The biggest challenges are internal. Some of the people who were in
command during the war are still serving in the army and are considered
war heroes. Maj. Gen. Shavendra Silva, for example, who was in command
of the 58th Division, is a serving general and was previously part of the Sri
Lankan mission to the United Nations in New York. But there is intense
pressure on the Sri Lankan government, internally and externally, to show
some progress in prosecuting war crimes, more than six years after the end
of the war. Without going through the pain of analyzing our past actions
we can not hope to have a better future, says Sandaya Ekenaligoda, the
wife of Pradeep Ekenaligoda, one of several journalists who went missing in
recent years after criticizing the Rajapaksa government.
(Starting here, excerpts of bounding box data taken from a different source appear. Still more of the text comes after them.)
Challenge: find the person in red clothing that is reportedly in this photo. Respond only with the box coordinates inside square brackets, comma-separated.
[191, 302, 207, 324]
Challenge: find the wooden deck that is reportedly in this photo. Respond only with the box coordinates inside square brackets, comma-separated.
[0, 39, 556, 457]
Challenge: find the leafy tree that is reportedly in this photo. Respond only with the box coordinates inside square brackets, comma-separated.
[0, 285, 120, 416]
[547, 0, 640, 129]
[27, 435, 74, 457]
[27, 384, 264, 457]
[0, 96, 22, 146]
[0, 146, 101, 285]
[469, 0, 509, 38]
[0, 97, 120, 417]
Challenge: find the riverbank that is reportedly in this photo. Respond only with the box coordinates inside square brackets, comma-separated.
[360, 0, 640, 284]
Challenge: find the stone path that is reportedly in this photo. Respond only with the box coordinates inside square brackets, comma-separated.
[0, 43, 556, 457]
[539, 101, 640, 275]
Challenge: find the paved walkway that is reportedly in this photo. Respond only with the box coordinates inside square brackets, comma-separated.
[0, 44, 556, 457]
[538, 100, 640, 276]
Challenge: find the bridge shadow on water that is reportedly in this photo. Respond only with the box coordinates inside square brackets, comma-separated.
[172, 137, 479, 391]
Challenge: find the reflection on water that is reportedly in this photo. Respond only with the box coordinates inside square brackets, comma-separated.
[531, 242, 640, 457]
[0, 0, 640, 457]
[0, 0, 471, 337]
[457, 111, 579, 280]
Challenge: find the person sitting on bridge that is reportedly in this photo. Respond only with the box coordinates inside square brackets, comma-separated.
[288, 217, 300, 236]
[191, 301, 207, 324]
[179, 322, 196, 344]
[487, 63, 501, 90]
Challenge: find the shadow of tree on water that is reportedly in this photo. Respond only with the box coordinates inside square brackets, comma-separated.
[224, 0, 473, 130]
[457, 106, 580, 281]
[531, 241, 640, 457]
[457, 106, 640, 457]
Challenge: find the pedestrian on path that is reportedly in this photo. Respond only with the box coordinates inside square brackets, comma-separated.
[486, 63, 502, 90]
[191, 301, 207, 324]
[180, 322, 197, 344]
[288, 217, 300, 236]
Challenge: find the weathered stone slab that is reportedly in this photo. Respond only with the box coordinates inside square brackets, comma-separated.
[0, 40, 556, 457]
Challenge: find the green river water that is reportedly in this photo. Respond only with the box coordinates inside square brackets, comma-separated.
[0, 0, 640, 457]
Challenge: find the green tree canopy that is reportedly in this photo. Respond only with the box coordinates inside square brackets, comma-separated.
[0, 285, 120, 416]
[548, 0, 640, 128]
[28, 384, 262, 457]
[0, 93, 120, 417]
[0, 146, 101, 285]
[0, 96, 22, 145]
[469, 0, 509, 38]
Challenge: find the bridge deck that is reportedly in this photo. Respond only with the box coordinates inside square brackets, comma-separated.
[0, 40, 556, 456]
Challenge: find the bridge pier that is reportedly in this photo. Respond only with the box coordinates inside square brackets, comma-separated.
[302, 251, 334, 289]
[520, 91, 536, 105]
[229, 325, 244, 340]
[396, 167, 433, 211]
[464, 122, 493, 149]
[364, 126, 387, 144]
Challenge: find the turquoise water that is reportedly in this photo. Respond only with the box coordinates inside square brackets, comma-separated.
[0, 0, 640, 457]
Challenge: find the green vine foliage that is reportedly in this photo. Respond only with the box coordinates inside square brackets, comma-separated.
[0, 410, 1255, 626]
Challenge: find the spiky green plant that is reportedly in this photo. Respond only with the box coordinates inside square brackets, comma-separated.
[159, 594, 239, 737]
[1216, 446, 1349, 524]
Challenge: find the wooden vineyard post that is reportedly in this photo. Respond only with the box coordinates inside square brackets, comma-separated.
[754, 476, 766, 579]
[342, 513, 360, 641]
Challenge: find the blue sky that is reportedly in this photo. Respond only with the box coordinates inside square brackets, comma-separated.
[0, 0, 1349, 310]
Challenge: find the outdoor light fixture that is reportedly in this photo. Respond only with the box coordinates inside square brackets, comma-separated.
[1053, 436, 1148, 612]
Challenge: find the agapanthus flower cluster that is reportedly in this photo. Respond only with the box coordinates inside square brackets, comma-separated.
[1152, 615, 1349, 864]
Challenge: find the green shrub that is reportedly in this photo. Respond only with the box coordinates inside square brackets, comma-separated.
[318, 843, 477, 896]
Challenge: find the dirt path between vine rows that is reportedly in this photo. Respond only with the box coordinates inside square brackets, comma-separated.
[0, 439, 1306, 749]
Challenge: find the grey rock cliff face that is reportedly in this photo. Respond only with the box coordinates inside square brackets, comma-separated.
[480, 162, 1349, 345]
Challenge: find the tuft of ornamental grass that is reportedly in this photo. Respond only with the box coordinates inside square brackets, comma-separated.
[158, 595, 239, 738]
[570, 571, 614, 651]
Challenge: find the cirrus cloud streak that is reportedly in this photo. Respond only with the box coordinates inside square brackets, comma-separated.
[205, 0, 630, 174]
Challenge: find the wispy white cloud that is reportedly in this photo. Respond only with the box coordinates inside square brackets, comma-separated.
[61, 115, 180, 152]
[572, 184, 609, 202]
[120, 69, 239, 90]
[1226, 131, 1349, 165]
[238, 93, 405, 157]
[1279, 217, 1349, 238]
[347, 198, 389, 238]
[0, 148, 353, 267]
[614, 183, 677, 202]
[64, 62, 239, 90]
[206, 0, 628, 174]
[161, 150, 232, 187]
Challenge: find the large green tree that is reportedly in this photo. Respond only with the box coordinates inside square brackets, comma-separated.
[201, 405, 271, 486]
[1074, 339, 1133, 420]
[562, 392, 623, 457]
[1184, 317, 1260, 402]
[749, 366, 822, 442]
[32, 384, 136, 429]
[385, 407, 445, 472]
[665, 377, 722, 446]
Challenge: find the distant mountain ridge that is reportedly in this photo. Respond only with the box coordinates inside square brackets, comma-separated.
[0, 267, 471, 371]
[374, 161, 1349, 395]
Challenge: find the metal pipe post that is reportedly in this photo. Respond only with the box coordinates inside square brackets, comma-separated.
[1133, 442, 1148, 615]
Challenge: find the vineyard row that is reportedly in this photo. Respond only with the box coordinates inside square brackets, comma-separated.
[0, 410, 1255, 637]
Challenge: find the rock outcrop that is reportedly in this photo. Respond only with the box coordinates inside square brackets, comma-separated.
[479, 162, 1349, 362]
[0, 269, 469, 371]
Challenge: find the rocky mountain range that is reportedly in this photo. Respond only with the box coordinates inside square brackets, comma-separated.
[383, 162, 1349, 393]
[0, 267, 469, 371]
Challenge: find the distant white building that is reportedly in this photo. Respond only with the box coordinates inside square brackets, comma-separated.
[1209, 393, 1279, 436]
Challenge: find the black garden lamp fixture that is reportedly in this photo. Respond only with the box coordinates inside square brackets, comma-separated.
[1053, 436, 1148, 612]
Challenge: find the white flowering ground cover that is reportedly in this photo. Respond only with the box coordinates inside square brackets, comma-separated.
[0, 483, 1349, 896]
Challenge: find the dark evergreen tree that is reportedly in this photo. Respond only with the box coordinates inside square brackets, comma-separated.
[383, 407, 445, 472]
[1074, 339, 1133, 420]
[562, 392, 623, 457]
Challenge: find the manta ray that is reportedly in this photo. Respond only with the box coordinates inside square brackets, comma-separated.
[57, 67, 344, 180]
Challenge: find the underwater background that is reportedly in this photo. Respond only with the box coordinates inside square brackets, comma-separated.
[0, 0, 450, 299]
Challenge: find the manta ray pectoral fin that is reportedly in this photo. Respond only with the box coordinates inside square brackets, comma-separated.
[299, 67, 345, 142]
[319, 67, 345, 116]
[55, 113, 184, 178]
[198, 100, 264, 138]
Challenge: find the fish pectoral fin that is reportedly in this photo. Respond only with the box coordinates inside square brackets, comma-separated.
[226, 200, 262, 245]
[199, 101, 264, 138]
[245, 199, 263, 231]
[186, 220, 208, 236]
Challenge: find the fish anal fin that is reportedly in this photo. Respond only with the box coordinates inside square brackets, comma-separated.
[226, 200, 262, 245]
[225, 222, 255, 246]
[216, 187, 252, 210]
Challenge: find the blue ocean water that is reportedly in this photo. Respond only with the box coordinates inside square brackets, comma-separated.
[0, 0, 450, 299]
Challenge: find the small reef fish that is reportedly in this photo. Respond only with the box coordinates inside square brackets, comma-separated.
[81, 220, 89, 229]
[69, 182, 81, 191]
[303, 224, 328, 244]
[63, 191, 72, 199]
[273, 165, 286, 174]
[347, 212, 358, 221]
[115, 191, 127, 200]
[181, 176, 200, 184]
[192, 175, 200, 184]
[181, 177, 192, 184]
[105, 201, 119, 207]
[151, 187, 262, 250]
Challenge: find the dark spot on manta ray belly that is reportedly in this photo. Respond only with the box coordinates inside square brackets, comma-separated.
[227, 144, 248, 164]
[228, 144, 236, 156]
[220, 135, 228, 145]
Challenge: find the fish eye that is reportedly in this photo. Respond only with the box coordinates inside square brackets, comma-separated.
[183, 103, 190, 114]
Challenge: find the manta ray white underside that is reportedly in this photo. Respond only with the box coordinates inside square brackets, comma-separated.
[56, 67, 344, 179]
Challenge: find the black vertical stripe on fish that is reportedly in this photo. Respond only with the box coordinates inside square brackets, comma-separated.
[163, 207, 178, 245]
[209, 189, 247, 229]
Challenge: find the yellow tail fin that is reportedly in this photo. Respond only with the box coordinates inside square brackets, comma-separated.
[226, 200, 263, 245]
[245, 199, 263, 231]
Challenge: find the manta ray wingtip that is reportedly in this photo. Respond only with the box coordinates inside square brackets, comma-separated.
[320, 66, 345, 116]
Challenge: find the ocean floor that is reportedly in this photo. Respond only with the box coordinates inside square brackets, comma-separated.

We need a
government that will make those hard choices.
But the U.N. reports call for a hybrid special court, including judges,
prosecutors and investigators from outside Sri Lanka, is likely to be a
sensitive issue.
The U.N. human rights chief Zeid Ra'ad Al Hussein argues that only an
international panel will be truly independent. "A purely domestic court
procedure will have no chance of overcoming widespread and justifiable
suspicions fueled by decades of violations, malpractice and broken
promises," he said in a statement. Many Sri Lankan and global human rights
groups also support international involvement.
There is strong sentiment in Sri Lanka against that idea, particularly among
those who have used the specter of foreign interference to argue against
any U.N.-sanctioned war crimes panel. Namal Rajapaksa, the former
presidents son and a member of parliament, called the idea of a hybird
court a complete insult to the entire legal system in this country,
signaling that allies of the ex-strongman would likely use any international
presence to play on nationalist sympathies.